ATIS Standards for Telecommunications Energy Efficiency Ratio

Cell phone tower at sunset in china.

A New York Times article, Landlords Double as Energy Brokers  – North Jersey Data Center Industry Blurs Utility Real Estate Boundary, notes that [in data centers] “As computing power has soared, so has the need for power, turning that relationship on its head: electrical capacity is often the central element of lease agreements, and space is secondary.”

James Glantz writes in an earlier article in the New York Times, Power, Pollution and the Internet, “Most data centers, by design, consume vast amounts of energy in an incongruously wasteful manner, interviews and documents show. Online companies typically run their facilities at maximum capacity around the clock, whatever the demand. As a result, data centers can waste 90 percent or more of the electricity they pull off the grid, The Times found.”
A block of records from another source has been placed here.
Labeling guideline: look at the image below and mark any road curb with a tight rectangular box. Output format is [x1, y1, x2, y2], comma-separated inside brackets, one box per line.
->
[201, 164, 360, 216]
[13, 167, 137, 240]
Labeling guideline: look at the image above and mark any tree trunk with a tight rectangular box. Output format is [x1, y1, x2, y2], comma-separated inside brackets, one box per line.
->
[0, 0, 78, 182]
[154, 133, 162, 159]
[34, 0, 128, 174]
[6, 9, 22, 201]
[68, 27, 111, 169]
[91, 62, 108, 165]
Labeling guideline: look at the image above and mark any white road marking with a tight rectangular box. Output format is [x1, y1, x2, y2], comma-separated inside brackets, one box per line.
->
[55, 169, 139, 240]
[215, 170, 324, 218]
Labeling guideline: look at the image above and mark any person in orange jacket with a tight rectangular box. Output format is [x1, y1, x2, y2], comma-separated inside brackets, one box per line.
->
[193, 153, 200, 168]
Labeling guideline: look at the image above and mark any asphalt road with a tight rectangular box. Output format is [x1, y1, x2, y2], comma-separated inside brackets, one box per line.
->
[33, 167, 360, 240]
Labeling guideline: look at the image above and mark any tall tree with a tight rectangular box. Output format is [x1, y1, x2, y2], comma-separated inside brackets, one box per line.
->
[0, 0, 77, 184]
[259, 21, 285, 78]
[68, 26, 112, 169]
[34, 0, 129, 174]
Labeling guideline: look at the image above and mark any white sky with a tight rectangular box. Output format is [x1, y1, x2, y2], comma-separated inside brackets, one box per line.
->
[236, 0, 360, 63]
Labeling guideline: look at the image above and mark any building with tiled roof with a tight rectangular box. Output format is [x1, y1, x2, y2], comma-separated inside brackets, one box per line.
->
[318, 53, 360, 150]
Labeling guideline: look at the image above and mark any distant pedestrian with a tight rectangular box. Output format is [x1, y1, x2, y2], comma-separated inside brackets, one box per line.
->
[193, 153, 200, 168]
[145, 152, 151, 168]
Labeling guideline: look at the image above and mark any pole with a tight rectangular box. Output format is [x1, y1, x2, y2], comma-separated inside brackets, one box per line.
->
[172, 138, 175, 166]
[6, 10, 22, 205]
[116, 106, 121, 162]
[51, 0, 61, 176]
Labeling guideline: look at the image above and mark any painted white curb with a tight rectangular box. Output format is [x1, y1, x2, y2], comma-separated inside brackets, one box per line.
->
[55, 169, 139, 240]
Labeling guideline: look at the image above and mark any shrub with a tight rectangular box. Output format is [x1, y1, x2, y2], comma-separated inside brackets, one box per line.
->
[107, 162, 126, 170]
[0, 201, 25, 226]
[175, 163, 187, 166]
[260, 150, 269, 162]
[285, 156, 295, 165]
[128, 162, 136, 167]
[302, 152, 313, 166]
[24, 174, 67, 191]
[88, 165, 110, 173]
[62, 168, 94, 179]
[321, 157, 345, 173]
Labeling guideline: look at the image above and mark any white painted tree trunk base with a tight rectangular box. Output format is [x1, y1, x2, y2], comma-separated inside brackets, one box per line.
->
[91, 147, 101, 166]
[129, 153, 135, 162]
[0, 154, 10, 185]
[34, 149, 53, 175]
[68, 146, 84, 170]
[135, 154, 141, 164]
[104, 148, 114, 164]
The Alliance for Telecommunications Industry Solutions (ATIS) announced that it has published three standards used to determine telecommunication equipment’s energy efficiency. The standards introduce the Telecommunications Energy Efficiency Ratio or TEER as a measure of network-element efficiency. The standards provide a comprehensive methodology for measuring and reporting energy consumption, and uniformly quantify a network component’s ratio of “work performed” to energy consumed.

The efficiency standards are specific to equipment type, network location and classification. Normalizing these ratings by functionality enables “apples-to-apples” equipment comparison. This systemized assessment results in repeatable and comparable energy consumption measurement.